I wouldn't call Photoshop an achievement, it's a hodgepodge of old libraries and bugs at the best of times.
Adobe refused to patch a vulnerability in CS5 at one point, telling people to purchase and upgrade to CS6 (US$199) if they wanted to not be vulnerable to malicious code execution. In response to the uproar they eventually backported the patch.
If Photoshop, basically industry standard in image-editing software, isn't an achievement... then nothing qualifies as an achievement. And this is coming from someone who prefers GIMP on linux. I would love to produce something even a quarter as popular & usable as Photoshop.
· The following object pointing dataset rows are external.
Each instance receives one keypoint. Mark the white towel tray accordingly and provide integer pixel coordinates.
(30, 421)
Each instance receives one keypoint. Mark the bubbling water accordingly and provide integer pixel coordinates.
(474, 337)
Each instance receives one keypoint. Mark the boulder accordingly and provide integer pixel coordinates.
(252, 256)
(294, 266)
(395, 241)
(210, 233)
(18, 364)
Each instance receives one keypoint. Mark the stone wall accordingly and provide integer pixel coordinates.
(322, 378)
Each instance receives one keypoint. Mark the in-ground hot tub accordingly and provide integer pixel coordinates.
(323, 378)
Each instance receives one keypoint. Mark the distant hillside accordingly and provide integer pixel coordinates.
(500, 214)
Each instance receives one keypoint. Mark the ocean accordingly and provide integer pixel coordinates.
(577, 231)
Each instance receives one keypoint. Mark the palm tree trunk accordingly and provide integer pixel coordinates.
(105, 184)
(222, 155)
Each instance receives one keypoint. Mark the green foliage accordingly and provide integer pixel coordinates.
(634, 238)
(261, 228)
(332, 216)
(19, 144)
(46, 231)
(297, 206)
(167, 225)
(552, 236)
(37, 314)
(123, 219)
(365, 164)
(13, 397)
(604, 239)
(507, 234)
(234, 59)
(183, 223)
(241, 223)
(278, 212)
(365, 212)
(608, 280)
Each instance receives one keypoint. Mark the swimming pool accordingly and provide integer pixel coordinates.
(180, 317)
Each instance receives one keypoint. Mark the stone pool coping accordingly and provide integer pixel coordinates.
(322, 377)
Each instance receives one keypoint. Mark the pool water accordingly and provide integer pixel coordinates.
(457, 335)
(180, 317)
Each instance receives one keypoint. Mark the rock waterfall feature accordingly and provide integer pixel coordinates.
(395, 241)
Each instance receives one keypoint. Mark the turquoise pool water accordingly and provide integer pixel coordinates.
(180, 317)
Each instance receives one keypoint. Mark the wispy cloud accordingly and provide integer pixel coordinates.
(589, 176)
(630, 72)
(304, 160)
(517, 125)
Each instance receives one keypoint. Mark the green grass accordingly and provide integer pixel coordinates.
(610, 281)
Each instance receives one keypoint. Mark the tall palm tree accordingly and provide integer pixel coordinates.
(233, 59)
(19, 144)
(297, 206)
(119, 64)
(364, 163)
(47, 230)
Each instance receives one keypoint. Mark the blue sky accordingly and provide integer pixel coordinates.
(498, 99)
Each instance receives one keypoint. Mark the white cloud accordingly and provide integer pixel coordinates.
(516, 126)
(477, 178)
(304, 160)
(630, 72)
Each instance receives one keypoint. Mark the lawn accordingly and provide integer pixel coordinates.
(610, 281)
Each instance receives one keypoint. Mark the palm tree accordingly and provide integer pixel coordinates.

It might be more of a reflection on my colleagues and I, but the phrase "industry standard" is basically used to mean something is crap by us. This is in radiology. UI inconsistency, buggy, crashy (as in 40 minutes to reboot the damn system), incompatibility with other systems etc. When you complain, you're told its industry standard, or similar. And this is just one system
I use. There are other standards too. The company formally known as Kodak supplied PACS system which relies on IE6. It is also an industry standard. And it's as bad as things get. In healthcare IT industry standard = rock bottom standards.
"If PS (or other system) makes your machine need a reboot, the problem isn't Photoshop" The system is provided, hardware, and all, by the manufacturer. The problem is both hardware and software. Flagship model too. GE.
No. I'm saying that a program that costs a massive monthly fee and is pretty much impossible to avoid in this industry is should not be this constantly bad.
Mammoth corporations have fuck-all to do with common sense. They're run by apathetic shills that couldn't care less about technology, progress, or people (not to knock the talent that works in the trenches).
Adobe refused to patch a vulnerability in CS5 at one point, telling people to purchase and upgrade to CS6 (US$199) if they wanted to not be vulnerable to malicious code execution. In response to the uproar they eventually backported the patch.